04-21-2012, 06:18 PM
is the baby faced assassin
Join Date: May 2008
Location: YO MAMMA
Ganter: Can Colangelo afford to be patient this summer?
As it stands now, the Raptors will finish somewhere between third and ninth from the bottom in the NBA.
In the draft lottery that will earn the Raptors anywhere from a 15.6% shot at the first overall pick for finishing 27th to a 1.7% chance should they move up to 21st.
So yes, there is a slightly better chance of landing Anthony Davis if they lose their remaining games.
You can also argue that the higher you pick the better chance you have of drafting a superior player. And if drafting were an exact science you would be right, but of course it isn’t.
Fact is what this team does over the final three games is almost irrelevant.
If there is a chance to land Davis, it’s extremely long odds one way or the other. It’s a shot in the dark.
And after Davis the argument can be made there is no quick fix in this draft. The drop off after him is substantial.
The Raptors, as we mentioned, might trade their first pick.
They will already be adding Jonas Valanciunas next season. Despite all that you have heard about his exploits at the under-19 FIBA world championship and later the senior men’s Eurobasket championship, Valanciunas will require time and plenty of patience before he’s NBA ready.
Now throw another first-round selection from this year’s draft into the mix. That’s two roster spots taken up by players who likely won’t contribute much in their first season in the league.
Then factor in GM Bryan Colangelo. Colangelo will be in the second year of a two-year extension and you have to wonder if he can afford to be that patient.
Does he trade the pick?
Tanking unlikely to help Raptors
It’s about this time that probably half the Raptors fan base throws up its hands and screams at the top of their lungs, “No, heavens, no.
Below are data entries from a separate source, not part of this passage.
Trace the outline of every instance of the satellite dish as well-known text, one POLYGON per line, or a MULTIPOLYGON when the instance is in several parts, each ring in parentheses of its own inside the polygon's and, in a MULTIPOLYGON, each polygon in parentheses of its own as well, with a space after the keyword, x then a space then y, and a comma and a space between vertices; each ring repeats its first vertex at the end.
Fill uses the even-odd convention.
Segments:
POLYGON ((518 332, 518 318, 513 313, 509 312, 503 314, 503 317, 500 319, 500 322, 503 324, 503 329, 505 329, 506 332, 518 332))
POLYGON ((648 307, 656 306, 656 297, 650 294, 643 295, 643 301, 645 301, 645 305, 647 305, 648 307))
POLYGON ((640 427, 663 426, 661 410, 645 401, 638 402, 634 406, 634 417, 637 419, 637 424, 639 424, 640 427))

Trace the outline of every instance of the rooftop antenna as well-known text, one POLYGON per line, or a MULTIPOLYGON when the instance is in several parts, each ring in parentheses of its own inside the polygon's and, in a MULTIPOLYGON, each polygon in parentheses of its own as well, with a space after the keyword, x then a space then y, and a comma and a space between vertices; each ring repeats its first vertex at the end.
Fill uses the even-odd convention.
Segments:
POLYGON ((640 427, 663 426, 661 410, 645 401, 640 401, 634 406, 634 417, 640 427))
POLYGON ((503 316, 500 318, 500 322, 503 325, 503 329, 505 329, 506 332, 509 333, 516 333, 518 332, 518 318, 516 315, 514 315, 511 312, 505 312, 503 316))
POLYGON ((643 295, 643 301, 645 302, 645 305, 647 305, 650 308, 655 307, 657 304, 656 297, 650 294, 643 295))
A thousand times no.”
You’ve waited this long for a contender, you’re willing to stay the course, right?
The Raptors, as an organization, is not. At least all signs point that way.
From Colangelo who needs to see immediate progress to Dwane Casey who wants it sooner rather the later, the more likely play is to package the pick with one of your existing assets and turn it into an experienced NBA veteran.
The kind who has already established himself in the league and doesn’t need to be brought up to speed. The kind who can help you right away.
Bring a second rookie into the fold and you’re not only not going to be able to help him as much, you’re going to take away from the help you can give Valanciunas.
Obviously if the Raptors do luck out and somehow land that No. 1 pick that brings with it Anthony Davis, all bets are off.
Otherwise this just might be the path the Raptors choose to take.